COURTESY OF PIXABAY
It was Black singer-songwriter Nina Simone who said in a 1965 interview while speaking about the political nature of her songs: “An artist’s duty, as far as I’m concerned, is to reflect the times.”
That is the concept three panelists seek to explore in WSU Fine Arts’ upcoming virtual artist talk, “An Artist’s Duty: Reflecting the Reality of Our Time(s),” which will occur at 4:30 p.m. Dec. 10. Pre-registration is required, the link to the meeting is yet to be announced.
The panel will consist of three speakers, all involved in the arts: Ginger Ewing, co-founder and executive director of Spokane arts nonprofit Terrain; Inga Laurent, a restorative justice lawyer and writer; and Emma Noyes, an Indigenous artist from the Sinixt band of the Confederated Tribes of the Colville Reservation.

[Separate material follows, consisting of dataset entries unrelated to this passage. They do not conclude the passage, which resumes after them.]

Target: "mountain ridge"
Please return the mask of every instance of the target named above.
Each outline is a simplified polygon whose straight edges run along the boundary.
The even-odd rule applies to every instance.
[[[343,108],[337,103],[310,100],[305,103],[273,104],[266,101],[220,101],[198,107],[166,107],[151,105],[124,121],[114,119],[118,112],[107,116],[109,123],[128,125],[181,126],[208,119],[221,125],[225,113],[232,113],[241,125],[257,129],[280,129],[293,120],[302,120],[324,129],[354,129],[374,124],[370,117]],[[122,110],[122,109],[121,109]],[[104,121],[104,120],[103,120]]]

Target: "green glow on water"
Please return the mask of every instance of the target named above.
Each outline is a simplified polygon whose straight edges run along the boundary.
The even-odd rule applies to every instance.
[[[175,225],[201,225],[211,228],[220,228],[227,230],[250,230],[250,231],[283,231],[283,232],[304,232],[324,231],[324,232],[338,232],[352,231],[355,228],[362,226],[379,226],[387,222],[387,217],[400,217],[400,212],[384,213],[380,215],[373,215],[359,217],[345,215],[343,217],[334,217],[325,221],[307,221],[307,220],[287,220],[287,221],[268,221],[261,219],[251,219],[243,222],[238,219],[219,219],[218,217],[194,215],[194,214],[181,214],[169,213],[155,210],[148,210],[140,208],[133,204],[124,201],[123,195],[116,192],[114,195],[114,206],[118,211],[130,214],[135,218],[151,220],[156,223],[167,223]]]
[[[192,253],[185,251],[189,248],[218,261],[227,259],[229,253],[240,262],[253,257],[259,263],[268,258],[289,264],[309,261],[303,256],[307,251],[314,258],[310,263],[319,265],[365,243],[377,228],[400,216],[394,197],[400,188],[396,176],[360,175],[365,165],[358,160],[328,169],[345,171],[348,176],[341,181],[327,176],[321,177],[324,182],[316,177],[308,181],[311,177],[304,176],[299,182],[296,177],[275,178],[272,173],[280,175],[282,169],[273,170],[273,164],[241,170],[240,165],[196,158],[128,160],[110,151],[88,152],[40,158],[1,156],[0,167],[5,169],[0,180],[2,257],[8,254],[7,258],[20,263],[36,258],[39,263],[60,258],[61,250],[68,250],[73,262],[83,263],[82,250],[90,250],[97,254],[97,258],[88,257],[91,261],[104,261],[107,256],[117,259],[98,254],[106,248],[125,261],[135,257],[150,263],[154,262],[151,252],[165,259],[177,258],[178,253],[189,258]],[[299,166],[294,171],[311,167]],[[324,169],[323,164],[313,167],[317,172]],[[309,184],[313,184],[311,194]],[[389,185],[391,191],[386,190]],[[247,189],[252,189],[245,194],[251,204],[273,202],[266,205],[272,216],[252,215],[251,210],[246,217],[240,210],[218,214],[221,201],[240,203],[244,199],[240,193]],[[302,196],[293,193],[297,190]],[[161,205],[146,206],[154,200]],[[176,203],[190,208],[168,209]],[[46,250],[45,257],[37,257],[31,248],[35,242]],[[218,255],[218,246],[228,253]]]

Ewing said she, Noyes and Laurent will discuss in depth what an artist’s role in reflecting current events is, and how each of their backgrounds as women of color affects how they respond to transformative historical moments. She said this is a topic she’s been thinking about for a while and wants to bring students and faculty into the conversation.
“I’ve been watching what’s happening locally, nationally, globally,” Ewing said, “and I’ve been really seeing that, for a large part of the charge, art is a part of that.”
Ewing, who organized a BLM mural effort amplifying work from artists of color this summer, mentioned how the Black Lives Matter movement has often credited artists for getting the word out and introducing newcomers to the cause.
She referenced a quote from actor Kendrick Sampson: “There is no revolution without art.”
The 90-minute panel will be split into two parts, beginning with the conversation between the three panelists and hopefully ending with participants sharing their own experiences and engaging with the topic, Ewing said.
Specifically, she said they will discuss the idea of fracturing or moments of othering where a person must reckon with the multiple identities they have experienced since childhood.
“Everybody has moments of fracture, whether they’re a person of color or not … we understand there’s some vulnerability that might take place,” Ewing said. “Whether people are comfortable sharing or not, this moment reminds us that hearing other people’s stories is important.”
She encourages students and faculty to attend the talk because with all that has happened in the past year, she said, empathy and kindness are what people need. The role of the arts and artists in communicating these concepts, she said, are worth more than one might think.
“On a daily basis, I see art saving people’s lives, quite literally,” she said.